Cela ne prouve pas que la Fed et le Trésor aient conclu un accord formel pour faire baisser les taux longs, mais leurs orientations politiques commencent à être examinées par les marchés dans un même cadre. La politique monétaire gère les taux courts, le Trésor influence l'offre et la liquidité des obligations d'État par la structure des émissions et les opérations de rachat, et la frontière entre ces deux politiques devient donc plus importante.

 

Ce que Warsh doit expliquer ne se limite pas à la prochaine décision sur les taux

Le discours de Jackson Hole a toujours pu constituer un moment important pour que la Fed ajuste son discours de politique monétaire. En 2010, le président de la Fed de l'époque, Ben Bernanke, y avait signalé de nouveaux achats d'actifs, ouvrant la voie au lancement ultérieur d'un deuxième assouplissement quantitatif.

 

Warsh s'est engagé à plusieurs reprises verbalement à préserver l'indépendance de la Fed et l'objectif d'inflation de 2 %, mais le Financial Times estime que des déclarations de principe ne suffisent pas.
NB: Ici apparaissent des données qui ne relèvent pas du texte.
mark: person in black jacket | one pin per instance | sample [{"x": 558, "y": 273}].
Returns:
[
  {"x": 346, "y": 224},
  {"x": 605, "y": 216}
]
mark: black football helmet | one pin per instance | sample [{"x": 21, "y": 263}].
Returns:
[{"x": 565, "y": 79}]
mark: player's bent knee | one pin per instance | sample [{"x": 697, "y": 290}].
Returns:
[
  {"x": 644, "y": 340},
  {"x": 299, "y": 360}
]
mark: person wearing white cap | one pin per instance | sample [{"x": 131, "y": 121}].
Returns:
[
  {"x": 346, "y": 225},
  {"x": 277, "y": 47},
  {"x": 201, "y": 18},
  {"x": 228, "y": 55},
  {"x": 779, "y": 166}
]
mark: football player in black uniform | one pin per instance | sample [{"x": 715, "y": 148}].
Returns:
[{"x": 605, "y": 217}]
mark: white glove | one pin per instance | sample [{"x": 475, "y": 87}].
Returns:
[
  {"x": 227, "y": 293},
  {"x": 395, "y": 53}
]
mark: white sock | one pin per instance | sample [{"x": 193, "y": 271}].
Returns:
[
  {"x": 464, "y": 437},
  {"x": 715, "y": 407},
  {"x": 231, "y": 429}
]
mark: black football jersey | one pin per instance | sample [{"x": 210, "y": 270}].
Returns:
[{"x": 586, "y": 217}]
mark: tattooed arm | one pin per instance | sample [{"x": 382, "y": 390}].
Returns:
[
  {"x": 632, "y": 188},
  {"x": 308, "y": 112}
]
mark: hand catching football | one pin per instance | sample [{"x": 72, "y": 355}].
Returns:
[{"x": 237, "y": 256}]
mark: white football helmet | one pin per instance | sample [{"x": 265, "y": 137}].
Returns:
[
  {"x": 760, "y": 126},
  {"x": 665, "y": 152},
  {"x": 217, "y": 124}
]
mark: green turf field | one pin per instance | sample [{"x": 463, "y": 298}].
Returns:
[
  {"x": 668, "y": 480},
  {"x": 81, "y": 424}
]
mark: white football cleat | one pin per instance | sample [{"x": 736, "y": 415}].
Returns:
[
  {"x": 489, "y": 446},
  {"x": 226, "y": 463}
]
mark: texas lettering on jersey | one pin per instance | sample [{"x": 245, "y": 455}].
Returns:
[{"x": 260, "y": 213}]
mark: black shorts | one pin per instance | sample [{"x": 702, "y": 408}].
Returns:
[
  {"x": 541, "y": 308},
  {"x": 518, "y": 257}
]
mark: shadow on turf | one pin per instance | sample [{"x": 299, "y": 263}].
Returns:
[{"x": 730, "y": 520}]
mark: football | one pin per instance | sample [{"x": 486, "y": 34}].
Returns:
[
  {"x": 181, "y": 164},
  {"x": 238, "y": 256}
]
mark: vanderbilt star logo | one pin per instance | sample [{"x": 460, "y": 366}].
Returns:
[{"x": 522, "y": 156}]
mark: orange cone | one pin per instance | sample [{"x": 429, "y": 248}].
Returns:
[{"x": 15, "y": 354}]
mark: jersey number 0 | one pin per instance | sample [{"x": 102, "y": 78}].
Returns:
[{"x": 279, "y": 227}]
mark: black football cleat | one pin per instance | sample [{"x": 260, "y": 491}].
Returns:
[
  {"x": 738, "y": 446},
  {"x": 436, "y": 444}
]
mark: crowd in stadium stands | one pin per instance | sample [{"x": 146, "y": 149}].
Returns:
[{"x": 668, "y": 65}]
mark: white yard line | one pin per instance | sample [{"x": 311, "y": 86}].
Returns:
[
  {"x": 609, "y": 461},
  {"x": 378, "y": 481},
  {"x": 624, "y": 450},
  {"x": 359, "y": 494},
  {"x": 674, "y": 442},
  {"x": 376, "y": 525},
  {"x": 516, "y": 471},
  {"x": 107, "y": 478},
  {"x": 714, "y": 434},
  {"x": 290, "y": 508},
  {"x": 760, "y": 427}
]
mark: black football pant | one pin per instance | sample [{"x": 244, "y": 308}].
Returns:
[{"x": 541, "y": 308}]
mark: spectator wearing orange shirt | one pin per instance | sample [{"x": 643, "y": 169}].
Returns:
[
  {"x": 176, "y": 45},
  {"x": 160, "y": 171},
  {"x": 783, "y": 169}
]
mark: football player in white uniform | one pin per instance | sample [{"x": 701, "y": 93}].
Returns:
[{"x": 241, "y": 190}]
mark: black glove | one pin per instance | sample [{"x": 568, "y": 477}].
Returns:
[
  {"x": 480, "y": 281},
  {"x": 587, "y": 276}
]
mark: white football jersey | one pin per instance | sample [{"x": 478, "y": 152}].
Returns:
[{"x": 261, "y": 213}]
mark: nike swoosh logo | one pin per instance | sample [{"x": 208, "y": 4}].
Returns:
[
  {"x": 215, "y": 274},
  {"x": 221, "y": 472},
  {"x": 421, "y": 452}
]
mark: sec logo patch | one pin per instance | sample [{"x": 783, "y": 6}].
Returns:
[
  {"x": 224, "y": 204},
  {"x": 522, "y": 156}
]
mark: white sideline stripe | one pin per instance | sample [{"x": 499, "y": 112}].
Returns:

Les marchés ont besoin de savoir par quels mécanismes il compte atteindre ses objectifs, et comment il établira les priorités de la politique monétaire en cas de conflit entre inflation, croissance et coûts de financement à long terme.

 

Par conséquent, le point d'observation le plus important du discours de vendredi n'est pas une indication isolée de hausse ou de baisse des taux, mais la capacité de Warsh à répondre à quelques questions plus fondamentales : comment la Fed juge-t-elle le degré de resserrement déjà atteint par les taux longs ? Des rendements à long terme plus élevés peuvent-ils remplacer des hausses de taux à court terme ? Les opérations de gestion de la dette du Trésor influenceront-elles les décisions de politique monétaire ? Face aux demandes de la Maison Blanche de réduire les coûts de financement, comment la Fed prouvera-t-elle que ses décisions restent indépendantes ?

 

Si Warsh parvient à présenter un cadre de politique cohérent, son discours pourrait contribuer à réduire la prime d'incertitude des marchés. S'il continue d'éviter les mécanismes concrets, les investisseurs devront continuer à déduire eux-mêmes la fonction de réaction de la Fed à partir des données économiques, des opérations du Trésor et des signaux politiques.

 

La fonction de réaction de la politique monétaire désigne la manière dont les marchés, en se fondant sur le comportement passé et les déclarations publiques de la banque centrale, déterminent les actions que celle-ci est susceptible d'entreprendre en fonction de l'évolution de l'inflation, de l'emploi ou des conditions financières. Actuellement, ce qui manque aux marchés n'est pas nécessairement une trajectoire précise des taux d'intérêt, mais un cadre suffisant pour expliquer comment Warsh prend ses décisions.